Product recall incidents occur almost on a daily basis across the globe, with two of the most recent cases being the recall of Mars chocolate bars in 55 countries and a manufacturer of child safety seats having to recall over 56,000 seats in Detroit.
Closer to home, here in SA, Kia Motors have initiated what appears to be a very well structured recall strategy involving 800 vehicles. The rising number of product recalls highlights the importance of comprehensive and proficient Product Recall and Guarantee Cover in place to allow businesses to mitigate the risk of severe financial loss or, in the worst case scenario, liquidation in the event of a product recall.
This is according to Simon Colman, Head of Commercial Liability Underwriting at SHA Specialist Underwriters who states that product recalls can prove to be extremely costly for any type of business.
“It has been reported that the Mars chocolate recall could cost the company tens of millions in dollars. Appropriate insurance cover is imperative for companies that manufacture goods in order to ensure business continuity following the significant financial setbacks that arise out of a product recall incident,” says Colman.
It appears that Evenflo, the manufacturer of the car seats mentioned above, had a proper recall strategy in place as they managed to take control of the issue before any injuries were reported, says Colman.
“This really underlines the importance of a ’belts and braces’ approach toward consumer safety. Firstly, a proper recall strategy is imperative and should be underpinned by a well-structured recall and guarantee insurance policy. Although the product manufacturer is ultimately accountable for initiating a recall, other members of the supply chain would be remiss to assume that they bear no responsibility,” adds Colman.
In addition, he says, the Consumer Protection Act (CPA) makes it possible for the National Consumer Commission (NCC) to initiate a recall on behalf of the business if they feel an unsafe product is on the market. “The business would then be expected to cover the costs of this exercise. The NCC has recently actively collaborated with suppliers to pursue various product recalls. Colman says that it is very positive to note that the NCC is increasing its efforts to ensure that potentially unsafe products are taken off South African shelves, but this also means that businesses need to ensure that they take all possible measures to protect against the financial implications of a possible recall event.
“A product recall can happen to any size business in any industry where the end users of the products are consumers, which means the food and beverage industry, household goods manufacturers and the automotive industry are particularly susceptible,” warns Colman.
“There have been claims in the food and beverage and the manufacturing sectors where the costs of the recall have exceeded R15m per incident, these amounts could have been much higher in the absence of an effective product recall plan,” he continues.
He explains that manufacturing companies need a combination of product recall and guarantee cover in place to protect them in such an event, whereas the food and beverage industry should further enhance its cover by taking advantage of what is referred to as contaminated products insurance.
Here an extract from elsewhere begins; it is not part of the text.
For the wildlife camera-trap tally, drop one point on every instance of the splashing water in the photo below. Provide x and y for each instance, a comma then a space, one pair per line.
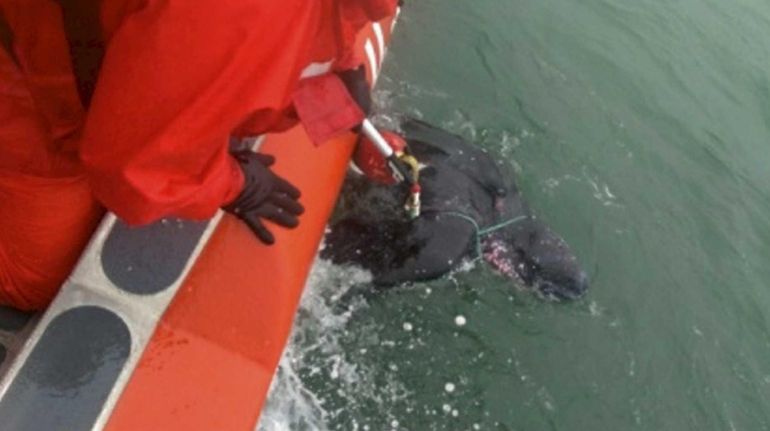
315, 354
Colman also says that the size of the company and the likelihood of a product recall are interdependent due to the volume of human resources and processes involved.
“For bigger companies with a multi-national footprint, the scale of the loss can be crippling, especially when exported products must be transported across borders for repair or destruction. In some cases, parts manufactured by one company may have been integrated into other products, this means that the insurance policy must be structured to cover the actual expense of removing or uninstalling the part,” explains Colman.
“There has also been an increase in product recalls among smaller companies, with regulations in the food and beverage industry tightening up as awareness of the CPA grows,” says Colman.
Colman said that Product liability policies do not cover the costs of recalling or replacing defective products although some broad form liability policies can be extended to cover such events. These extensions tend to cover the manufacturer (or even the retailer) for expenses they may incur in the event of a product having to be recalled as a result of it being deemed a safety hazard.
“Recall policies will usually cover the costs of notifying the public of the recall, removing the offending items, transporting the product and even the costs of destruction but generally not replacement. This is where the Product Guarantee cover rounds off the program. In the food sector a consolidated policy called Contaminated Products insurance is available which also covers the loss of income and brand rehabilitation costs.”
He adds that most specialist insurers that are involved with liability cover tend to offer access to crisis management expertise, which provides the business with additional resources when a recall event occurs.
“Access to crises management expertise is invaluable as a poorly handled product recall can cause irreparable damage to the reputation of any business. With insurance expertise and financial support, the risks can be effectively mitigated.”
“Insurance limits of indemnity differ from company to company although on average small companies tend to take out cover between R1m to R5m and cover for bigger companies often ranges from R25m to R50m,” he says.
“It is important for businesses to be aware that most recall policies will only respond if the defective product presents some danger to third parties. A product that simply doesn’t live up to expectations is unlikely to be covered by a recall policy,” concludes Colman.